FIGURE 4. Influence of the signature motif substitution of OsNrat1 or OsNramp3 on transport activity for Al and Mn. (A) Effect of mutated OsNrat1 or OsNramp3 on Al tolerance. Yeast strain (BY4741) transformed with empty vector pYES2, OsNrat1, OsNramp3, OsNrat1^{I240M,I241V,T242M}, OsNrat1^T242M, OsNramp3^{M239I,V 240I,M241T}, OsNramp3^M241T were spotted on LPM without uracil medium (pH 4.2) buffered with 5 mM succinic acid with or without AlCl₃ at serial dilutions (from left to right: 10 μl cell suspension with OD 0.2, 0.02, 0.002, and 0.0002) and incubated at 30°C for 3 days. (B) Transport activity of mutated OsNrat1 or OsNramp3 for Al. Yeast cells expressing different mutants were exposed to a solution containing 50 μM AlCl₃ (pH 4.2) for 6 h. Data are mean ± SD of three biological replicates. Different letters above the bars indicate significant differences (P < 0.05, Tukey’s test). (C) Complementation of manganese uptake. Transformed smf1 were grown on a medium (pH 6.0) buffered with 50 mM MES in the presence or absence of EGTA. The plates were incubated at 30°C for 3 days.
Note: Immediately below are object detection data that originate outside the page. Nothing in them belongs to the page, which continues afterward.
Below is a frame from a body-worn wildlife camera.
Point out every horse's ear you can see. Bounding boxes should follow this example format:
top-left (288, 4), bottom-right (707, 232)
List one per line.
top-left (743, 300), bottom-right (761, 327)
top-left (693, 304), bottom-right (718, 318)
Subsequently, we performed a complementation test in the Δsmf1 yeast strain to examine whether mutants of OsNrat1 and OsNramp3 could have transport activity for Mn. As expected, OsNramp3 could restore the growth of a yeast mutant (smf1) defective in Mn uptake, while OsNrat1 could not (Figure 4C). Surprisingly, as shown in Figure 4C, all of the four above mentioned mutations failed to complement the manganese uptake phenotype of the Δsmf1 mutant yeast. These observations collectively indicate that the Nrat1 specific motif B is both sufficient and required for Al transport, while the OsNramp3 specific motif B, especially the fourth ionic coordination ligand, is only required but not sufficient for Mn transport.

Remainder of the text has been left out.